Editor's Note: This article is part of our 2014 Tax Tips series. Robert Flach is an expert with more than 40 years of experience as a tax professional and also blogs as The Wandering Tax Pro.

NEW YORK (MainStreet) — Most taxpayers are aware that state and local income taxes are deductible if you itemize on Schedule A. But there is another state payroll tax deduction that is often overlooked.

If you live and/or work in Alaska, California, New Jersey, New York, Pennsylvania, Rhode Island, or Washington your employer withholds mandatory contributions to a state disability, family leave, unemployment and/or supplemental workers' compensation fund from your paycheck. You can deduct these mandatory employee contributions as a tax on Schedule A.

These withholdings are often entered in Box 14, and sometimes Box 19, of your W-2. If not you should find them listed on your paystub.
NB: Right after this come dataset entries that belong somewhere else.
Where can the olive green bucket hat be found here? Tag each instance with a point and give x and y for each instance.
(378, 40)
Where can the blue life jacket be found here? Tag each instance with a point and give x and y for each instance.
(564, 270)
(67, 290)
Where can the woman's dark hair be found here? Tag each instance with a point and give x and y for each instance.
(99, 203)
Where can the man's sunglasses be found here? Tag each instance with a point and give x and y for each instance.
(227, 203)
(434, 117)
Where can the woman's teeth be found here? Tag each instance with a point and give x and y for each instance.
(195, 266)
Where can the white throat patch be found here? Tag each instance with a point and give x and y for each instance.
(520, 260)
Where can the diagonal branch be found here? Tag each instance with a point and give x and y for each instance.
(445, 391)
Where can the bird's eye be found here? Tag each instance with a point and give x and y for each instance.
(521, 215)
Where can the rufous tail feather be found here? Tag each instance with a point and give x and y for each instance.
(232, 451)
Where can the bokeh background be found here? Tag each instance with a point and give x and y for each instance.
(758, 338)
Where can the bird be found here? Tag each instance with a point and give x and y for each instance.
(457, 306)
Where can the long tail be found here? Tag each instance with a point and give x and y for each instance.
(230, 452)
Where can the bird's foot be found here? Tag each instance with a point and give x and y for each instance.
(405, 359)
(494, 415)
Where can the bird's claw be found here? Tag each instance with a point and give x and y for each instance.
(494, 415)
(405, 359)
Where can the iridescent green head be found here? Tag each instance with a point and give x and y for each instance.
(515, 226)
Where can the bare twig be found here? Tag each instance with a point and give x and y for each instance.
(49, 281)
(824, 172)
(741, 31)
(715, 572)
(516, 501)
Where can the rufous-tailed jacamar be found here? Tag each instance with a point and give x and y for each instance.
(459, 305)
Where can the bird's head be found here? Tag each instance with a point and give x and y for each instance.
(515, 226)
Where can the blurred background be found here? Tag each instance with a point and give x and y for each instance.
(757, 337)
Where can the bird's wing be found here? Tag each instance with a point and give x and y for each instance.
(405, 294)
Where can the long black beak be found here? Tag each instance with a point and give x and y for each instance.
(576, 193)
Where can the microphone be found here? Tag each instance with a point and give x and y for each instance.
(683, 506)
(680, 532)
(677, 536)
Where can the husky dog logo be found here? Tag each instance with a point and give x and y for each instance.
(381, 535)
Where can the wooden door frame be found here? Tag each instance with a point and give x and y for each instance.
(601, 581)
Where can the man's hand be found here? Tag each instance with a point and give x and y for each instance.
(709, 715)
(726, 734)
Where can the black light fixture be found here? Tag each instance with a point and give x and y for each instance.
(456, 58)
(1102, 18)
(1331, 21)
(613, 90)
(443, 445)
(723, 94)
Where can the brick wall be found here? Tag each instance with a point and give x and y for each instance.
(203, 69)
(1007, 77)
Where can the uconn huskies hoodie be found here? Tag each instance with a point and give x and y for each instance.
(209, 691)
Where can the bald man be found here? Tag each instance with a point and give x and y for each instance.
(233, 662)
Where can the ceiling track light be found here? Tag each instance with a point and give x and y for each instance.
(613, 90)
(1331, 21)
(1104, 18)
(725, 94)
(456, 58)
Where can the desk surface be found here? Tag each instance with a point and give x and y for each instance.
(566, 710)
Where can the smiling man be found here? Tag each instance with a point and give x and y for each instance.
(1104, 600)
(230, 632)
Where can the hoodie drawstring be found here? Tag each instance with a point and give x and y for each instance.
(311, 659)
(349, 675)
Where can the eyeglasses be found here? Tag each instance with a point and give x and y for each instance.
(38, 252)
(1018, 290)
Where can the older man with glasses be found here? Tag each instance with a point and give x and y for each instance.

These employee contributions are considered a form of state income tax. If you elect to deduct state and local sales tax instead of state and local income tax you cannot also deduct these contributions.

In most cases, as is true for New Jersey, there is a statutory maximum contribution for each fund. If you had more than one employer during the year you may have had more than the maximum amount of contributions withheld and could be entitled to a refund of the excess contributions. In New Jersey excess disability, family leave, and/or unemployment withholding is treated as additional state tax withholding on the resident or non-resident income tax return.